FIG. 7 shows a comparison of physiological noise regression using spectrally and temporally segmented regression implemented in TurboFilt with HRAN for both low frequency dominated connectivity (FIGS. 7.b-d) and high frequency connectivity >0.3 Hz (FIGS. 7e and 7f). The input to the physiological noise regression step in TurboFilt is motion regressed data obtained through spectrally and temporally segmented regression of the 6 translation and rotation parameters. Strong bilateral resting state networks are observed for auditory, default mode, and visual networks with little edge noise in the case of TurboFilt (FIG. 7b). Two cases were considered for HRAN in order to: (a) compare HRAN and TurboFilt protocols, (b) compare physiological noise regression capability only. In the first case for HRAN (FIG. 7c), a high pass filter >0.03 Hz is used as a pre-step to remove low-frequency motion confounds. No regression of motion parameters is employed. The maps in FIG. 7c are noisier compared to those in FIG. 7b with substantially more correlations near the edges and outside the networks. This highlights the importance of the spectrally and temporally segmented motion regression step in TurboFilt. Comparing the results in FIGS. 7d and 7b, physiological noise correction in HRAN produces comparable results with that in TurboFilt although the maps in the auditory network in the case of HRAN are slightly more contaminated with noise. Similar results are observed in DMN and VSN. High frequency connectivity >0.3 Hz in the auditory network without spatial smoothing is not detectable using TurboFilt (FIG. 7e) and HRAN (FIG. 7f). Significant bilateral high frequency connectivity in multiple slices is observed in the default mode network, even without spatial smoothing. Localized bilateral connectivity is observed in one slice in the visual network using a unilateral seed region.

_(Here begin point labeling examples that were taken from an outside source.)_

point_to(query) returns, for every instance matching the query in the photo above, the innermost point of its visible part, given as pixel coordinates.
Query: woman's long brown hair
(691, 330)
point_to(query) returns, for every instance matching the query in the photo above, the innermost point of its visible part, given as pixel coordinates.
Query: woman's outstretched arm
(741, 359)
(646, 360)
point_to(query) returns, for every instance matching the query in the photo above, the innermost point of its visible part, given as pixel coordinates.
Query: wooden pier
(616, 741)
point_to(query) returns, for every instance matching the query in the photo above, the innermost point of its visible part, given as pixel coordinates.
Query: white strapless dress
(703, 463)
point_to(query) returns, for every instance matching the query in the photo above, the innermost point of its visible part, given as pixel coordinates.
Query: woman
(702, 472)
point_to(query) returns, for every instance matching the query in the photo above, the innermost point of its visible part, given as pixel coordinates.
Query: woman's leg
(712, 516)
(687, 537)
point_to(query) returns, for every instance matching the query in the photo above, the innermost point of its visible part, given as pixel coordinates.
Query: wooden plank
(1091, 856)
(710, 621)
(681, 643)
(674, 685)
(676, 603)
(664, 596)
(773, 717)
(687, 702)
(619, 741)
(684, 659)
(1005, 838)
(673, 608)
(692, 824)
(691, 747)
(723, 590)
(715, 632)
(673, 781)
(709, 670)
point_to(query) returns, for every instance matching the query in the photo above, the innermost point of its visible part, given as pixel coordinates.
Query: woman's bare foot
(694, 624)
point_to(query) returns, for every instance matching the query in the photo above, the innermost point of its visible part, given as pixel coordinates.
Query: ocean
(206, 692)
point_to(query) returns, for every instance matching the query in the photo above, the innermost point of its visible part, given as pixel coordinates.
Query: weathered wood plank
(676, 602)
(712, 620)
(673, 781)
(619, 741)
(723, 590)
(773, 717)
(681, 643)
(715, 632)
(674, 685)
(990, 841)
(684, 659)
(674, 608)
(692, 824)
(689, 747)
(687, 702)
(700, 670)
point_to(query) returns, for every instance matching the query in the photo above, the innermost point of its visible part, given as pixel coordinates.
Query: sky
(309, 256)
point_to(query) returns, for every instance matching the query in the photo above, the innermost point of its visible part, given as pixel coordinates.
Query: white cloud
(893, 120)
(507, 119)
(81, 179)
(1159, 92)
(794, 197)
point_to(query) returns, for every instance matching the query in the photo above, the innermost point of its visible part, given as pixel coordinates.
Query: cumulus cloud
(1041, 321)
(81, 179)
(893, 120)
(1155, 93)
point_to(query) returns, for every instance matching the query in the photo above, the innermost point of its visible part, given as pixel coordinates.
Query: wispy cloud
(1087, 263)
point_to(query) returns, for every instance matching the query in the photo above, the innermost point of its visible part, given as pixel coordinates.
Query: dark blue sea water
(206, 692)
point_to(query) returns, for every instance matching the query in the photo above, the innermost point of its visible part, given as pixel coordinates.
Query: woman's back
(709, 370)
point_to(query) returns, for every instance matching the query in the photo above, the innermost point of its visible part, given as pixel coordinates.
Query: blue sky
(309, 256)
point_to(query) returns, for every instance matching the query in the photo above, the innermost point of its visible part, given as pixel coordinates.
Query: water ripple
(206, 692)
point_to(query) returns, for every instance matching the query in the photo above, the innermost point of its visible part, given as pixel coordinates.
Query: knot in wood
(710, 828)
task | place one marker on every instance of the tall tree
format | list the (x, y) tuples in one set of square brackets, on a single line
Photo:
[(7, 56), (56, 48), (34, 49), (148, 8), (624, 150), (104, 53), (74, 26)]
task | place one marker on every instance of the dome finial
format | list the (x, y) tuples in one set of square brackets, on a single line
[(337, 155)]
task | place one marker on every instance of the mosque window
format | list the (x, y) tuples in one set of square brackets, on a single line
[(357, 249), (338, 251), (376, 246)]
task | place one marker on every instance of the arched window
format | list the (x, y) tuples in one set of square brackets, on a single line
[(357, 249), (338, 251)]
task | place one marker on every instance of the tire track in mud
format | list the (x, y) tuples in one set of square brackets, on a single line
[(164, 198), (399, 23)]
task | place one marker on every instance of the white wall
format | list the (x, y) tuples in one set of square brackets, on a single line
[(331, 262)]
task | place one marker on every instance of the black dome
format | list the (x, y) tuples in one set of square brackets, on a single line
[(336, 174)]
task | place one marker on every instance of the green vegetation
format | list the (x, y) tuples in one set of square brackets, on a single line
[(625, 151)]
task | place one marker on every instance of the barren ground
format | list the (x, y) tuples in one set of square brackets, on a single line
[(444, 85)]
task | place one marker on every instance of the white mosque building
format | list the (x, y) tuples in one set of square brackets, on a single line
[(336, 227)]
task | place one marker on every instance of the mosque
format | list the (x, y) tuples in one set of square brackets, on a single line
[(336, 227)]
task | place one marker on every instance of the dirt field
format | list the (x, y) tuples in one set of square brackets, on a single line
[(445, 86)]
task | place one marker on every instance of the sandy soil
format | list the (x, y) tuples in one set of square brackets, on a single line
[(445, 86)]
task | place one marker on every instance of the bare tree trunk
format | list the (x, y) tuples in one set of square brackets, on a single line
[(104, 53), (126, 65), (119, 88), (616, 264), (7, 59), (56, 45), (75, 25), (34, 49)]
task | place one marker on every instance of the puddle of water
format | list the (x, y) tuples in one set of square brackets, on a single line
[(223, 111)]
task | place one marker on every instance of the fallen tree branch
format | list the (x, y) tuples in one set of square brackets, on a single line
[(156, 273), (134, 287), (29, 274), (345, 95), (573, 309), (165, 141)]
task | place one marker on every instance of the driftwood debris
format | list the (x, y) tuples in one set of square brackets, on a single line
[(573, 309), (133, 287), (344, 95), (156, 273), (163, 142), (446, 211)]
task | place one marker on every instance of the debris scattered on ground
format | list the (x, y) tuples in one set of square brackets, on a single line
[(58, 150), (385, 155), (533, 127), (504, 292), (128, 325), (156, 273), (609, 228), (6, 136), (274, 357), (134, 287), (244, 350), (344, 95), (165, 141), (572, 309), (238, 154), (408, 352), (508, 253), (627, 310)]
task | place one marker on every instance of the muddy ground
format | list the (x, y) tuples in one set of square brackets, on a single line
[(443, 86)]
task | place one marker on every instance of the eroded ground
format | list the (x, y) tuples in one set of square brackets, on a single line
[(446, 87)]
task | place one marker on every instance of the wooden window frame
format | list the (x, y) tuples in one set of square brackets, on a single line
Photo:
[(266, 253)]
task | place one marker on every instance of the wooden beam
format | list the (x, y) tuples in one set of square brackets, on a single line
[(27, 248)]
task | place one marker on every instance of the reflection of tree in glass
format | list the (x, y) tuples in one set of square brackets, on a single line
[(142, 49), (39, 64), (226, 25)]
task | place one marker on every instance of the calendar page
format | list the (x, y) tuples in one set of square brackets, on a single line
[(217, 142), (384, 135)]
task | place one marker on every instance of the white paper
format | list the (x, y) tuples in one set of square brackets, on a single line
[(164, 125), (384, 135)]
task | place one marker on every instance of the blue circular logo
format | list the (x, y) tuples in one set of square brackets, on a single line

TurboFire Analysis of In-Vivo Experiments

Combination of spectrally and temporally segmented regression with averaged sliding window correlation further enhances confound suppression at frequencies above 0.3 Hz. Spectrally and temporally segmented regression in a healthy control shows bilateral connectivity in the auditory, default mode and sensorimotor networks at frequencies above 0.3 Hz (FIG. 8d) with reduced artifactual connectivity compared with HRAN (FIG. 8c). Default mode connectivity in inferior parietal lobule (IPL) region is visible at high frequencies. High frequency connectivity is co-localized with low frequency connectivity (FIG. 8b). Using data acquired in a healthy control during hyperventilation shows that spectrally and temporally segmented regression of movement parameters and physiological signal pulsation is effective at reducing artifactual connectivity at high frequencies (>0.3 Hz) outside of major resting state networks (FIG. 9d) compared with HRAN (FIG. 9c) and low frequency connectivity (FIG. 9b). These results are consistent with the reduction in motion and physiological noise in the spectra shown in FIG. 5 that were obtained in the same subject.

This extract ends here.